Previously, research showed that by injecting lidocaine around an early-stage breast cancer tumor before surgery, overall survival and disease-free survival could be improved.

Now, experts including Rob Lee, PhD, and Ryan Carey, MD, found that in head and neck cancer cells, lidocaine-induced cell death is mediated by inhibition of the proteasome, a cellular machine that degrades unfolded or misfolded proteins.

Further research is needed to determine the efficacy of lidocaine in other types of cancer, and to further optimize its use in combination with other therapeutic options, a clinical trial is being planned.

In an interview with Targeted OncologyTM, Ryan Carey, a head and neck surgeon at the University of Pennsylvania, and Rob Lee, an assistant professor of Otolaryngology at University of Pennsylvania, discussed the preclinical research and the potential for lidocaine to kill certain cancer cells.

Robert J. Lee, PhD

Robert J. Lee, PhD

Targeted Oncology: Can you provide an overview of this research and what led your group to study this topic?
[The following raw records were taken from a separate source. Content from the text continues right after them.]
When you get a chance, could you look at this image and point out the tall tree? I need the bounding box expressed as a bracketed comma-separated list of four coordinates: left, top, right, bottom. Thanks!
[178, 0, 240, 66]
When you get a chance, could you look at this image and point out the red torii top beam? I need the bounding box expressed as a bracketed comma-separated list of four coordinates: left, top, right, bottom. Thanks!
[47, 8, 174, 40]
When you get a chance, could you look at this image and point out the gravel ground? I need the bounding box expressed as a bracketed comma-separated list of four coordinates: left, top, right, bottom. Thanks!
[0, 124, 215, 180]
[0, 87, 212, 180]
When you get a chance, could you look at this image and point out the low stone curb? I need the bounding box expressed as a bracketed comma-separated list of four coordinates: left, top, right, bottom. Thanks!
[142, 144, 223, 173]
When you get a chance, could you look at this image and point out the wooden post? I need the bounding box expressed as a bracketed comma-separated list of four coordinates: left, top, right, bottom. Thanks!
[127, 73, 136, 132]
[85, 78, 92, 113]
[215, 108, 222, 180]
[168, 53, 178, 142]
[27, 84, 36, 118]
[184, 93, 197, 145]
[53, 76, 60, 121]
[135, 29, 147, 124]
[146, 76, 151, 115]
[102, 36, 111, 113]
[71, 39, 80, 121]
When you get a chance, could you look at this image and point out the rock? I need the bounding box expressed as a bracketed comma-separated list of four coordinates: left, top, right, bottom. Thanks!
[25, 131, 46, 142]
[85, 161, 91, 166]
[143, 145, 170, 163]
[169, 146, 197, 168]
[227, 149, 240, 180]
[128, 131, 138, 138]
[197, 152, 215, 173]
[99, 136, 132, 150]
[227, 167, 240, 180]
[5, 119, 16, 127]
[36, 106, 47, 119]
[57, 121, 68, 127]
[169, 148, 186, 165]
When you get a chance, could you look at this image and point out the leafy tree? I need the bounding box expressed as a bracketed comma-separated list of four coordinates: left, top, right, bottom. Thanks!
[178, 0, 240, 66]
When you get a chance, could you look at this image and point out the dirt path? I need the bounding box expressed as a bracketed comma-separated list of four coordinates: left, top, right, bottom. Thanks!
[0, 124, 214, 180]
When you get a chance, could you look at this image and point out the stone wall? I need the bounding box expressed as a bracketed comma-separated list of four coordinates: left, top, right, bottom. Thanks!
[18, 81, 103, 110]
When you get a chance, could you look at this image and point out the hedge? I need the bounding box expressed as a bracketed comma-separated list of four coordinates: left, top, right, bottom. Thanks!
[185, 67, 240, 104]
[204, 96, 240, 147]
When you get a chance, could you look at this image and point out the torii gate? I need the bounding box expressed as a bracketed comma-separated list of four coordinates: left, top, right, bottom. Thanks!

Lee: We studied how taste receptors are expressed all over your body in different tissues, and these receptors are called taste receptors because they were discovered in your tongue. They're known to be all over your body. They do all these different things. We've been studying them in the context of first immunity in the nose. Ryan joined the lab a few years ago, when he was a resident before he was actually a full-time attending faculty member and started looking at them in the context that they've been known to be expressed in the oral or the gum epithelium. He's interested in head and neck cancer, so he wanted to look at these receptors in that context.

We started to determine that the receptors were expressed in these cells from [patients with] head and neck cancer, as well as cell lines in vitro. We started to study how the receptors activate apoptosis, which is the cell death pathway, and he also correlated some of the expression of some of the receptors with patient survival outcomes. Building on that, Zoe Miller, the pharmacology grad student who's the first author on the paper, who did 99% of the experiments in the paper [was given] the lidocaine study because it had been known to taste bitter, and we had discussed some of the aspects of bitter anesthetics that are used in in certain oral cancer surgeries. Lidocaine has been known to taste bitter, but it's also been known to have some sort of mysterious, beneficial anti-cancer effects, largely in vitro models.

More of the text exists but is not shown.